Actually there appears to be two threads going on. One is about the 5D3 (the hostile hijacking of the original thread), the other is about the 6D (the original thread). I've tried to agree to disagree, but that's not always possible.

Unfortunately there is not a satisfactory amount of practical information about specifically the 6D's autofocus, and how best to use it, in this thread. I've tried to share my impression of its capabilities (and limitations) based on 13 months' experience and 15,000 shutter cycles, on my 6D. I have used 8 lenses (9 if you count a TC combination) on it over this period of time. I feel there are a few others who briefly contributed to this thread, that I could learn more from. But they might have been soured by the thread's hijacking.

As for your DSLR playing backup to an EOS M, I'm not sure why that would be. Whatever works for you.


----------



## BL (Apr 25, 2014)

shooting a lot of macro lately using low iso with speedlites, so crop factor/extra working distance is so much appreciated. I've also been flipping my camera upside down on a tripod for low level shots, and that's just so much easier to do with a tiny camera.

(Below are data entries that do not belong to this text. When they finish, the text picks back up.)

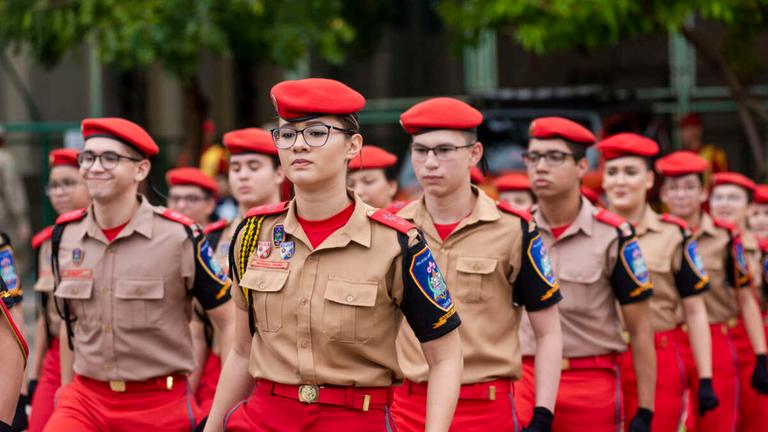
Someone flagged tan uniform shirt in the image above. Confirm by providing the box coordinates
[397,187,561,384]
[520,197,652,358]
[232,196,459,387]
[55,198,230,381]
[635,207,709,332]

And truthfully, the touch screen for liveview MF is awesome. The focusing point touched by a finger is so much faster and more precise than the joystick nub along with toggling between magnification levels effortlessly.


----------



## bdunbar79 (Apr 25, 2014)

CarlTN said:


> BL said:
> 
> 
> > Are there really two threads going on about this camera's AF pushing 20 pages now?
> ...



Just to be clear, the OP in this thread DID ask about the 5D3 vs. the 6D.


----------



## J.R. (Apr 26, 2014)

bdunbar79 said:


> CarlTN said:
> 
> 
> > BL said:
> ...



+1 ... but then, you see what you want to see. Not that it is surprising though.


----------



## J.R. (May 1, 2014)

CarlTN said:


> J.R. said:
> 
> 
> > bdunbar79 said:
> ...



Whatever Carl. TBH, I don't care what you think


----------



## skitron (May 1, 2014)

6d vs 5d3 af? You get what you pay for. I've owned both. 6d is slower, center point better than 5d3 in low light, outers like an older rebel. Meaning they will work in decent light, but nothing special for sure. Meanwhile the 5d3 af will spoil all but the 1dx users, its almost 
always a treat to use.


----------



## CarlTN (May 2, 2014)

J.R. said:


> CarlTN said:
> 
> 
> > J.R. said:
> ...



Feeling is extremely mutual.


----------



## Marsu42 (May 2, 2014)

skitron said:


> 6d vs 5d3 af? You get what you pay for.



Indeed. It gets more tricky though if you think out of the Canon marketing / product lineup box



> 6d? You get what you pay for.



Well, it's 2014, and for €1600 do I get a af system that is reliable not only for landscape? Nope, it's the model from 5 years ago  ... but you'd better not really think about



> 6d vs Nikon? You get what you pay for.



Disclaimer: I really really love my 6d and take totally beautiful shots all the time in lighting conditions my 60d wouldn't even af at, not to speak produce unusable iq. But imho Canon really overdid it with crippling the af system, a center cross sensor @f2.8 or outer cross @f5.6 wouldn't stop most people buying the 5d3.


----------



## Skirball (May 5, 2014)

CarlTN said:


> J.R. said:
> 
> 
> > CarlTN said:
> ...



Come on boys, hug it out. Hug it out...


----------



## J.R. (May 5, 2014)

Skirball said:


> CarlTN said:
> 
> 
> > J.R. said:
> ...



Thanks, but not in this case!


----------



## Marsu42 (May 11, 2014)

Fyi & to probably end this thread in a matter of fact style  ... I think I have found the solution to the "abysmal 6d tracking on movement towards the camera" problem. Actually it's not that surprising:

The culprit is the C.Fn II.1 "Tracking sensitivity" setting, it needs to be set to "responsive" for movement that changes the distance slowly and is more within the dof (like a running horse around you) while only a more "locked on" setting gives you >1/3 keepers for quickly changing distance movement (like a horse running towards you).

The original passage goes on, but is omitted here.